Capture the grey economy
JAMAICA must pull the informal economy into the mainstream to help ease its huge debt burden, according to a World Bank official.
The World Bank’s representative for Jamaica (along with Guyana, Suriname and Trinidad and Tobago), Giorgio Valentini, suggested that comprehensive reforms could include an “all-inclusive electronic platform, which does not allow for the survival of illegal/irregular cash-based activities, many of them linked to organised crime”.
“With more of the population accounted for and traceable by electronic means, revenues from taxation should become more robust and the administration of state functions for efficient,” he told the Business Observer. “These savings are likely to be quite significant even before other adjustments take effect.”
The World Bank is rendering technical assistance to the Government as it works through its national debt management strategy, while the multilateral agency see its “primary role as ongoing creative and constructive engagement to identify the most practical and sustainable systemic obstructions to growth”.

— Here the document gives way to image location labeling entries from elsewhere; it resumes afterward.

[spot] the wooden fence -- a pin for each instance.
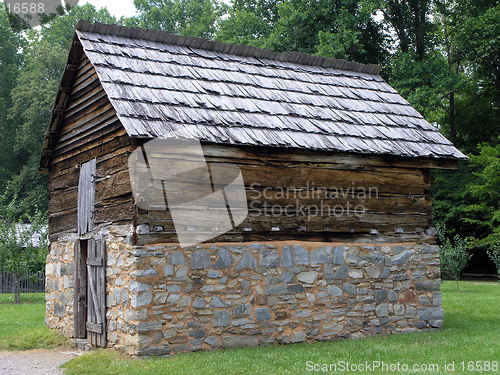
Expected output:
(35, 283)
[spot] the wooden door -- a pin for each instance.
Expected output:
(86, 197)
(96, 292)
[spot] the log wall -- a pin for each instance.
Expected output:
(90, 129)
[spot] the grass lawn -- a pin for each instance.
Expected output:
(22, 326)
(471, 333)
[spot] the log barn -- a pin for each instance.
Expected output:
(337, 238)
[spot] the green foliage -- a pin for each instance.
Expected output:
(470, 330)
(494, 255)
(23, 241)
(248, 22)
(482, 21)
(183, 17)
(310, 26)
(10, 64)
(454, 255)
(31, 96)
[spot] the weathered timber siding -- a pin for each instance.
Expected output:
(90, 129)
(314, 188)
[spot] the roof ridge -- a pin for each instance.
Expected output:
(234, 49)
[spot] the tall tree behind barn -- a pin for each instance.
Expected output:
(335, 166)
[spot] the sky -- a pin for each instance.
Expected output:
(116, 8)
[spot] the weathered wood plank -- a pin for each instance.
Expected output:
(80, 290)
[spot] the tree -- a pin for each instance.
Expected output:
(494, 254)
(22, 242)
(454, 256)
(248, 22)
(478, 41)
(411, 22)
(484, 188)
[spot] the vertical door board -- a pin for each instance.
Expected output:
(96, 316)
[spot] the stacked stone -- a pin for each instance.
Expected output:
(165, 299)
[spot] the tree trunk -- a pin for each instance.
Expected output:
(17, 294)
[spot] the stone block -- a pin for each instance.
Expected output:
(429, 313)
(287, 257)
(144, 273)
(275, 289)
(216, 301)
(199, 303)
(402, 257)
(294, 289)
(299, 337)
(342, 273)
(239, 341)
(212, 341)
(308, 277)
(198, 334)
(338, 255)
(302, 313)
(427, 285)
(349, 289)
(221, 318)
(381, 310)
(334, 290)
(242, 310)
(225, 259)
(142, 299)
(177, 258)
(262, 314)
(319, 256)
(373, 272)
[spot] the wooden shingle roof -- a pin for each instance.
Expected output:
(222, 93)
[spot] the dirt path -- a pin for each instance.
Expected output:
(35, 362)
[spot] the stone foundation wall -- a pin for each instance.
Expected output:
(163, 299)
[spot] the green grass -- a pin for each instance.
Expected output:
(22, 326)
(471, 333)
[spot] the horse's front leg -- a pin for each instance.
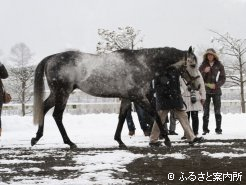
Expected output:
(145, 104)
(124, 106)
(163, 131)
(60, 105)
(48, 104)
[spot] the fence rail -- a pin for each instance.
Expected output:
(227, 106)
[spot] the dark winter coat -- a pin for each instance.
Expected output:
(168, 93)
(3, 75)
(210, 77)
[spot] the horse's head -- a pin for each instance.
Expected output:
(189, 71)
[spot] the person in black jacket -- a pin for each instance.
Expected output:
(3, 75)
(168, 97)
(213, 73)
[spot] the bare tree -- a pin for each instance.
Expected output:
(21, 74)
(123, 38)
(235, 71)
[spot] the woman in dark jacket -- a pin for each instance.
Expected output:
(213, 74)
(3, 75)
(168, 97)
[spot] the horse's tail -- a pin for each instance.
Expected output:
(39, 88)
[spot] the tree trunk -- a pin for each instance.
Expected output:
(241, 84)
(23, 99)
(242, 98)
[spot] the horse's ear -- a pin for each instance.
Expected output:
(190, 49)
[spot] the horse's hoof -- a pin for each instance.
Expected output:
(122, 146)
(73, 146)
(33, 141)
(168, 143)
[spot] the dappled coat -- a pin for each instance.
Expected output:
(200, 94)
(168, 94)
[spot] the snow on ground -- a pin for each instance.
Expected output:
(97, 131)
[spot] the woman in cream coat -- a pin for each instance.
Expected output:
(194, 101)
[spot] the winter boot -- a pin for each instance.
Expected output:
(218, 129)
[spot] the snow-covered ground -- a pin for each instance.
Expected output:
(97, 131)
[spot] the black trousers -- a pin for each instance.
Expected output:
(195, 120)
(217, 105)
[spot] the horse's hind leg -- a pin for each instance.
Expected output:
(125, 104)
(60, 104)
(48, 104)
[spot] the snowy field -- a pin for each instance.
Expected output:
(93, 131)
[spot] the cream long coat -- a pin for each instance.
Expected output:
(200, 94)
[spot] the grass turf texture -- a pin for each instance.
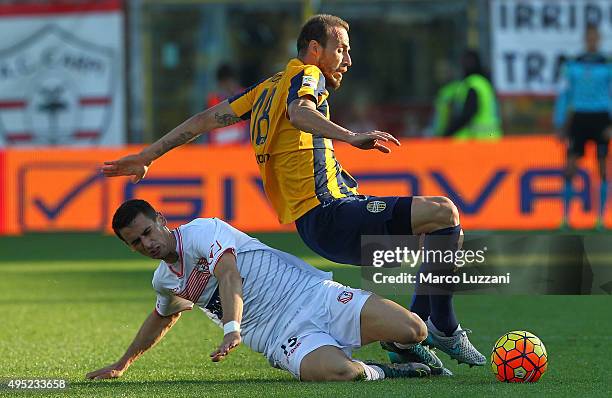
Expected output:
(73, 302)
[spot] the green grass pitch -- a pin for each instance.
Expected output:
(72, 303)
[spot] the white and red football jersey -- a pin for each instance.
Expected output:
(274, 283)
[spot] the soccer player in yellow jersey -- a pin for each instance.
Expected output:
(291, 134)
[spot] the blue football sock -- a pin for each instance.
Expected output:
(420, 304)
(442, 313)
(603, 197)
(567, 197)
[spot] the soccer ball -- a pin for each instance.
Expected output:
(519, 357)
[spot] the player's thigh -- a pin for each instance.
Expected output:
(328, 363)
(311, 356)
(334, 231)
(430, 213)
(385, 320)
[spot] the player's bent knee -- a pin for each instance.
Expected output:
(414, 329)
(445, 213)
(345, 371)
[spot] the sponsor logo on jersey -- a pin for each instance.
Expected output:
(202, 265)
(309, 81)
(376, 206)
(291, 346)
(345, 297)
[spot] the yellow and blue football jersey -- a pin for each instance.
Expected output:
(299, 169)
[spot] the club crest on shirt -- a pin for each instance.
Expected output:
(309, 81)
(376, 206)
(202, 265)
(345, 297)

“We hope that based on this dialogue and these consultations specific initiatives will emerge through forums, projects and programmes, and with that the identification of any requisite funding… which may or may not be provided by the World Bank,” Valentini said. “One extremely powerful resource that we make available to middle income countries is our expertise in the development, growth and maintenance of Public-Private-Partnerships (PPP).”
Valentini said he is very optimistic about Jamaica’s growth prospects, but he thinks the country now needs to “identify innovative and, where necessary, disruptive opportunities to unlock its latent potential for growth”.

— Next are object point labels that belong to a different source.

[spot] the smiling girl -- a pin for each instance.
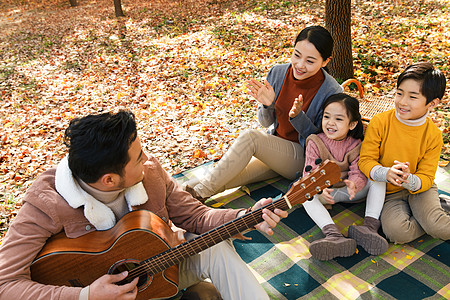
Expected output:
(340, 141)
(290, 104)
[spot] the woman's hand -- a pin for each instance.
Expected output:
(296, 107)
(263, 93)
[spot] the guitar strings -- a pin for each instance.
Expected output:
(159, 263)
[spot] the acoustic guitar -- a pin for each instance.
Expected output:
(144, 245)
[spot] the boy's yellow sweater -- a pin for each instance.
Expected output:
(387, 139)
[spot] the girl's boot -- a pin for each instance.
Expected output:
(367, 236)
(333, 245)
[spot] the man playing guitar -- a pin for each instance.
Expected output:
(105, 175)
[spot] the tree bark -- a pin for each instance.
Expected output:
(338, 22)
(118, 8)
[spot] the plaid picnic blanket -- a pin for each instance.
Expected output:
(284, 267)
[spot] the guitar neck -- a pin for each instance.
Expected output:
(208, 239)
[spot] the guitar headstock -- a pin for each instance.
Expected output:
(325, 175)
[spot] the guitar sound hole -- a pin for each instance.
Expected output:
(129, 265)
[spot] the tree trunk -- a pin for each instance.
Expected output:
(118, 8)
(338, 22)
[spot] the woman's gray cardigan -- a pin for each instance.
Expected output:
(305, 123)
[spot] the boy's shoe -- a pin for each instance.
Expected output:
(333, 245)
(367, 236)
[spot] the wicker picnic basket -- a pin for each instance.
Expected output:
(369, 105)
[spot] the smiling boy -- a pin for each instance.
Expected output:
(402, 147)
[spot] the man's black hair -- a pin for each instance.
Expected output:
(98, 144)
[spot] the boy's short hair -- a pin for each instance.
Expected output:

His view of public sector transformation also includes the digitalising all records for a truly paperless administration to forge a model that is truly citizen and business-centric, which he believes can bring with it the significant collateral benefits of thousands of part-time jobs and skills-building for students and otherwise unemployed young citizens.

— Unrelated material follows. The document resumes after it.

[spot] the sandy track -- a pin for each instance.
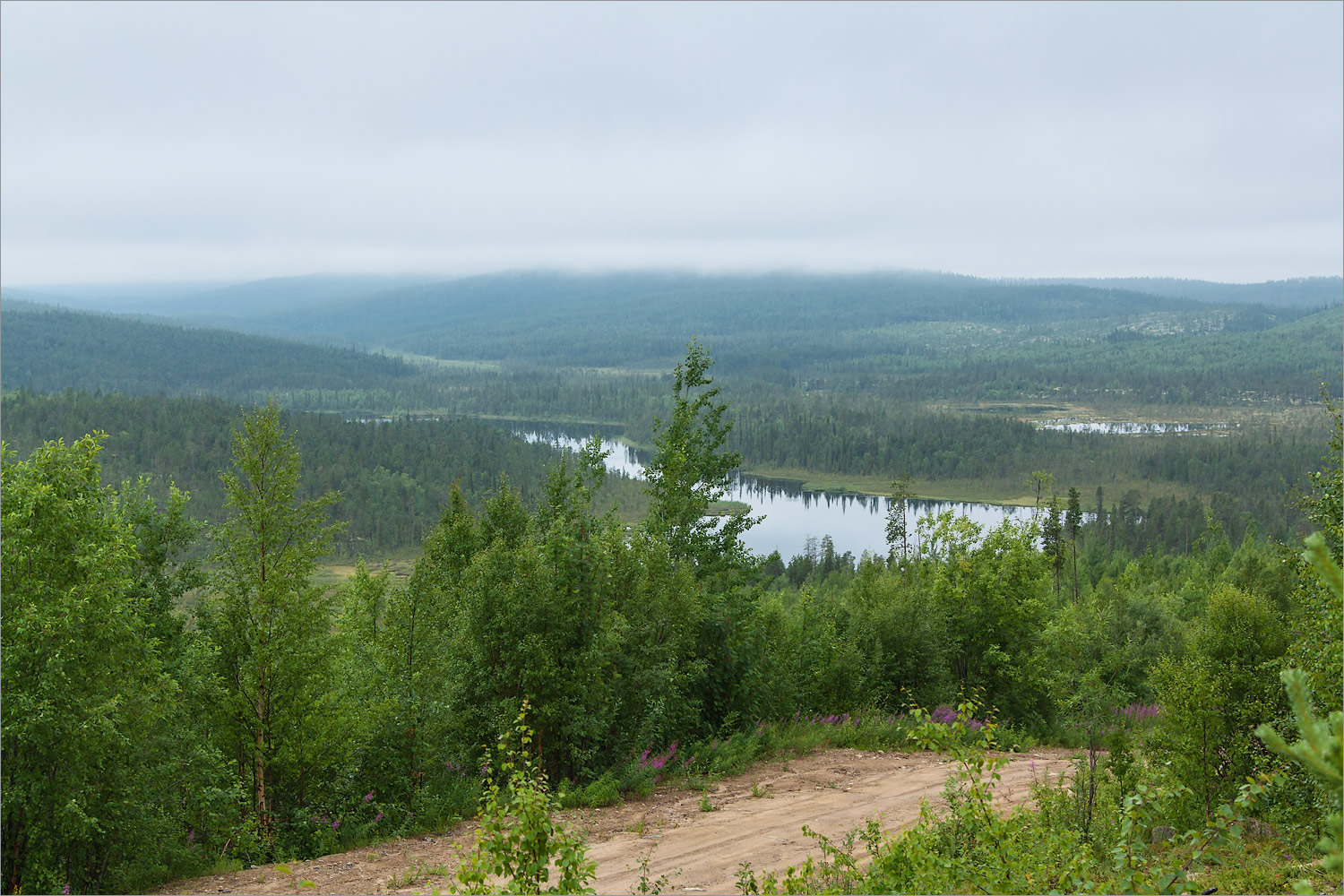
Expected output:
(831, 791)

“This is possible by using an e-Government framework supported by the private sector that, in addition to increase efficiencies and service delivery, it will create new ICT skills and jobs in the government and in the private sector,” Valentini said. “Transitioning to a cashless economy would bring enormous social and economic benefits.
“With all vendors using an electronic point of sale mechanism, the use of cash will be limited, thereby increasing the capillarity of ICT into the system that would, among other things, increase productivity and reduce the levels of risk and often crime associated with the transportation of cash,” he added. “Perhaps most importantly, a cashless economy would facilitate Jamaica’s further integration into the global economy. Based on their predisposition to adapt more rapidly to new technologies, the youth of Jamaica would be key beneficiaries of this move.”